Trump Admin Blocks Democrats’ Push for 2020 Census to Ask About Sexual Orientation

Members of the LGBT movement hold a gay pride flag as they attend a march to mark the International Day Against Homophobia in Managua, Nicaragua
Members of LGBT movement hold gay pride flag while attending march to mark International Day Against Homophobia in Managua, Nicaragua / AP

The Census Bureau under President Trump reversed a decision requested by congressional Democrats and gay-rights advocates to ask Americans about their sexual orientation in the 2020 Census.

Activists in the LGBT community and Democratic lawmakers have been pushing for the next Census to gather information on sexual orientation to get a better picture of the American people's family and sexual dynamics, the Washington Times reported.

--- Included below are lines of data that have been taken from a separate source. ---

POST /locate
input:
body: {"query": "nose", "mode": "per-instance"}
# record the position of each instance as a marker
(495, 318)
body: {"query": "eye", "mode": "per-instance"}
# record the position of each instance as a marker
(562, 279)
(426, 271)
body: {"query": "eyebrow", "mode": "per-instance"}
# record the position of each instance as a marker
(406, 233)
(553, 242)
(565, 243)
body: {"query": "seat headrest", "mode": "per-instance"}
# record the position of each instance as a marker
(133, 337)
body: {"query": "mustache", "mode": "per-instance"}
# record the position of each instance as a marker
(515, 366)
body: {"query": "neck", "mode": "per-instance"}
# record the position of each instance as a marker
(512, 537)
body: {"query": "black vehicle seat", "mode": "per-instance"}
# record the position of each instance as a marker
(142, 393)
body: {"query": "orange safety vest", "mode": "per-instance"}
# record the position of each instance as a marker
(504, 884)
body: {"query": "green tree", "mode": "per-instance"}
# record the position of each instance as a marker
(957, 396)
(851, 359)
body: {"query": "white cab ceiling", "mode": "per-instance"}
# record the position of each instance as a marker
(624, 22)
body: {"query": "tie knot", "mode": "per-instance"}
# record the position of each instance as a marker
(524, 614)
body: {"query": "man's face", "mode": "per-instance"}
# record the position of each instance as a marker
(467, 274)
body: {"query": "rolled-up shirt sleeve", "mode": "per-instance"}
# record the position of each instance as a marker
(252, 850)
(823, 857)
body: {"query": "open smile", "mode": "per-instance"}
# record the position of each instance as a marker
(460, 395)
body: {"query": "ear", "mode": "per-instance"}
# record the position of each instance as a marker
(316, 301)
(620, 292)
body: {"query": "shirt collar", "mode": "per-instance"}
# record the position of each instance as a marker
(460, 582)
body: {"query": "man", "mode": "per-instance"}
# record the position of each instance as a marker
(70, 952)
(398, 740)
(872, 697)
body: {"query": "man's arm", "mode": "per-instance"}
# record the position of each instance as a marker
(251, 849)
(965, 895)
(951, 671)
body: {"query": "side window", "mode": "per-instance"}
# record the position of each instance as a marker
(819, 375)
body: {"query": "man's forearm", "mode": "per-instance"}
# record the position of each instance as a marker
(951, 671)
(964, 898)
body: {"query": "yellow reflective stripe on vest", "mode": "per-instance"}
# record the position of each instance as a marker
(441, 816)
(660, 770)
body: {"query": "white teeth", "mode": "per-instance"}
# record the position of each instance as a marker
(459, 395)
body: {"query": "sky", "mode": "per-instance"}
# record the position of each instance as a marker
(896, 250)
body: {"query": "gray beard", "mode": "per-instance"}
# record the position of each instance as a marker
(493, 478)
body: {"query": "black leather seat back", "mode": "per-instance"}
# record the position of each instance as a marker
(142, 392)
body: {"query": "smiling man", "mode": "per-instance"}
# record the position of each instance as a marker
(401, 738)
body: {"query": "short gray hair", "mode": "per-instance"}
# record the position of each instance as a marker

They appeared to have been successful when the Census Bureau said on Tuesday it would add "sexual orientation and gender identity" as proposed subjects for 2020. But the Census then removed the sexual orientation proposal hours later.

There is no "federal need" to collect information on sexual orientation, said a Census Bureau spokesman, who told the Times that members of Congress approached the Census to include questions on sexual orientation.

"The Subjects Planned for the 2020 Census and American Community Survey report released today inadvertently listed sexual orientation and gender identity as a proposed topic in the appendix," the bureau said in a statement. "This topic is not being proposed to Congress for the 2020 Census or American Community Survey."

The Census "gives a snapshot of same-sex households," the Times noted, although it has avoided more probing questions about sexual identity,

Still, Census experts created a foundation to ask such questions if the bureau decided to approve the new additions.

Congressional Democrats initially sought the change in questions last year, arguing information on sexuality would help them better tailor legislation to lesbian, gay, transgender, and bisexual Americans' situations.

The National Health Interview Survey and the Justice Department's National Crime Victim Survey do ask about sexual orientation, but opinion polls have served as the primary source of estimates for the size of the LGBT community, the Times reported.

Census Bureau Director John H. Thompson said the bureau's "goal is a complete and accurate census" upon releasing a report to Congress on the topics expected. He added that a key goal is "making it easier and more efficient for census takers to complete their work."

"In planning for the 2020 Census, the Census Bureau has focused on improving its address list by using imagery, finding ways to increase household self-response, leveraging resources inside and outside the government," Thompson said.

Gender identity might be included in the United Kingdom's 2021 census, although the country reported in 2016 that "challenges and difficulties" remained in obtaining that information.